Despite the significant fall in the inflation rate, which is now within the government’s target range, the Bank of Canada has shown no signs of flexibility. Statistics Canada recently revealed that inflation had fallen remarkably to 2.8% in June, down significantly from 8.1% last summer.

Good news, but the Bank of Canada remains vigilant

This rate, which falls within the range of 1-3% set by the Bank of Canada, was welcomed by Chrystia Freeland, federal Minister of Finance, who was delighted to see the lowest inflation rate among G7 countries. Nevertheless, the Bank of Canada remains determined to fight inflation. It is likely to continue raising its key rate rather than lowering it in the short term.

Why is the Bank of Canada insisting on raising its key rate?

Earlier this month, the bank raised its key rate to 5%, an increase of 0.25 percentage points, at a time when data showed an annual inflation rate of 3.4% in May. Bank of Canada Governor Tiff Macklem said at the time that the central bank was prepared to raise the rate further if new data suggested that it needed to do more.

The impact of monetary policy on inflation

Faced with this situation, the Bank of Canada’s strategy may seem unusual: why persist in raising the key rate when inflation has fallen significantly?

Understanding Bank of Canada policy

Economists are familiar with monetary policy lags. Indeed, it can take one to two years for an increase in the policy rate to have a fully perceptible effect on the economy. Despite this, the Bank of Canada remains adamant in its policy: it is aiming for an inflation rate of 2%, which is the mid-point of its 1-3% target range. No more, no less.

Future inflation: Bank of Canada projections

New projections from the Bank of Canada suggest that the gains made in the fight against inflation over the past year will slow. It predicts that inflation will remain around 3% over the next year, gradually returning to the 2% target by mid-2025.

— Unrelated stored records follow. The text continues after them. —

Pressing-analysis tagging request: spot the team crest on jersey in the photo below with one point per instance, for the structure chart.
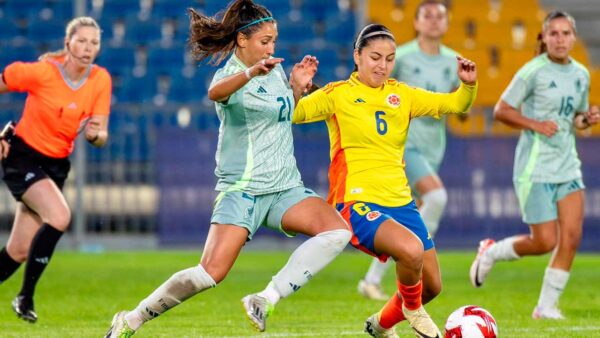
(373, 215)
(393, 100)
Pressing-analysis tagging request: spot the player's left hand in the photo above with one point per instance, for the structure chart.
(467, 70)
(92, 130)
(593, 115)
(303, 73)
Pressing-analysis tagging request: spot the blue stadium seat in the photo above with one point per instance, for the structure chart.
(138, 89)
(142, 32)
(8, 29)
(120, 8)
(171, 8)
(22, 8)
(121, 58)
(166, 60)
(44, 30)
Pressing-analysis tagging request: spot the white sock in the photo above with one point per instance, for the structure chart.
(434, 203)
(308, 259)
(503, 250)
(376, 271)
(179, 287)
(554, 283)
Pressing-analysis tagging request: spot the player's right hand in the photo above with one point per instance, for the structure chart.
(264, 66)
(4, 148)
(546, 128)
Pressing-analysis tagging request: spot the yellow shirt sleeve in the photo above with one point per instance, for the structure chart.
(437, 104)
(315, 107)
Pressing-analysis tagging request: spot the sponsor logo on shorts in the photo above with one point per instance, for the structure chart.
(373, 215)
(393, 100)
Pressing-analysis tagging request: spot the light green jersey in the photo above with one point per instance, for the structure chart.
(255, 153)
(544, 90)
(436, 73)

Future challenges in inflation control

Reaching this target could take six months longer than originally planned. Private sector economists expect the return to 2% inflation to be a difficult challenge. The process may even suffer a few setbacks.

Core inflation and prices of everyday items

Some indicators continue to give cause for concern, such as core inflation, which provides a better indication of price pressures. Lower gasoline prices have made a significant contribution to slowing inflation, but the price of other everyday items continues to rise.

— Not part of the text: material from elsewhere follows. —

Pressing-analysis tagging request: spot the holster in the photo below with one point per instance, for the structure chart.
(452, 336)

The Bank of Canada and inflation and recession

Ultimately, according to Benjamin Tal, CIBC’s Deputy Chief Economist, the Bank of Canada is an institution more concerned with high inflation than with the risk of recession. Mr. Tal believes that this tendency led the Bank of Canada to take excessive measures in June. However, he stresses that the Bank will have to back down at some point, especially in the face of growing signs of an economic slowdown.